ADVOCATE FILE PHOTO -- New Orleans Regional Transit Authority bus shown in September 2005.

Facing criticism about spotty bus service, New Orleans Regional Transit Authority officials said Monday that they hope to add 24-hour service on more major routes next year and begin regular service to Louis Armstrong International Airport.

The agency is expecting revenue of $98.3 million in 2016, up about 3 percent from this year. That’s largely thanks to more sales tax revenue as well as passenger fees. The RTA expects to end the year with a surplus of $3.6 million.

“We want 24-hour service on some of the main routes like Broad Street,” said Salvador Longoria, the RTA board chairman. “We want workers to get to downtown faster and easier than they can get there now.”

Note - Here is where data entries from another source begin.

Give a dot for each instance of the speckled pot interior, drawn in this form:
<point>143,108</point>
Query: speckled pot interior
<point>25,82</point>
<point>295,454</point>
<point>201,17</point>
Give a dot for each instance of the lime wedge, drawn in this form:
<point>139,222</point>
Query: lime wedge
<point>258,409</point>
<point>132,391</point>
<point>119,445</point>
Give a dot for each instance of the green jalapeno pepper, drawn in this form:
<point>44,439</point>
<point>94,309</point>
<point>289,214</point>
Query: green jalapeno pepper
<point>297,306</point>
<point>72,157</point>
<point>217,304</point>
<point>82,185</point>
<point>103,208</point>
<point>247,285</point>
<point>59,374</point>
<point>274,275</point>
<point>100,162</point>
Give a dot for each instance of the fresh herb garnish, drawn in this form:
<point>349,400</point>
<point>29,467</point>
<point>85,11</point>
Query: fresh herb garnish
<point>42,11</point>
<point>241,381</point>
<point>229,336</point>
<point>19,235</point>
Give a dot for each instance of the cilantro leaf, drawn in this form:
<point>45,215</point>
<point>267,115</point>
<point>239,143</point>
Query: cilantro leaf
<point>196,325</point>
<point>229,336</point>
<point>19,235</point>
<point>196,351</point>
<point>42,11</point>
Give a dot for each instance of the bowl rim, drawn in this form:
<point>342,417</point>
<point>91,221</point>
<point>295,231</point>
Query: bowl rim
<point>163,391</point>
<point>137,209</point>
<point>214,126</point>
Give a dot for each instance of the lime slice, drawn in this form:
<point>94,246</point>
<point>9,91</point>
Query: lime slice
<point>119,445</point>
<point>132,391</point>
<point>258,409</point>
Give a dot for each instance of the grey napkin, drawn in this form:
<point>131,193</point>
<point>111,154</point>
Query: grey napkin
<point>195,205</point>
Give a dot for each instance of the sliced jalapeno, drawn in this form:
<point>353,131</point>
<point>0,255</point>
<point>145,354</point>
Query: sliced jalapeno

Justin Augustine, the RTA’s general manager, said he also wants to create an express route from downtown to the airport, but his board has yet to approve that plan.

Proposed enhancements aside, council members seized on an opportunity to question the RTA’s leadership about complaints they’ve been getting over long wait times and a perception that the city’s quaint streetcars are being prioritized over the more widely used buses.

Last year, the advocacy group Ride New Orleans issued a scathing report concluding that upgrades in public transit haven’t kept pace with the city’s growth since Hurricane Katrina and that some neighborhoods have fared worse than others.

“I have a lot of people in the Lower 9th Ward who work in the Central Business District who need to get to work,” Councilman James Gray said.

Augustine said that while residents want bus service at pre-Katrina levels, the existing ridership won’t support it.

“As the population re-establishes itself, then the services will be out there,” he said.

Council members did not relent. More people are using streetcars instead of buses simply because that’s what the RTA is providing, Councilwoman Susan Guidry said. Riders often must transfer from buses to streetcars because of the way the system is set up, she said.

Councilwoman Stacy Head called decreased ridership a case of “the chicken and the egg.” If the city adds more buses in Hollygrove, the population there will grow, she said.

Augustine and Longoria said the RTA is working on a master plan to identify and address needs.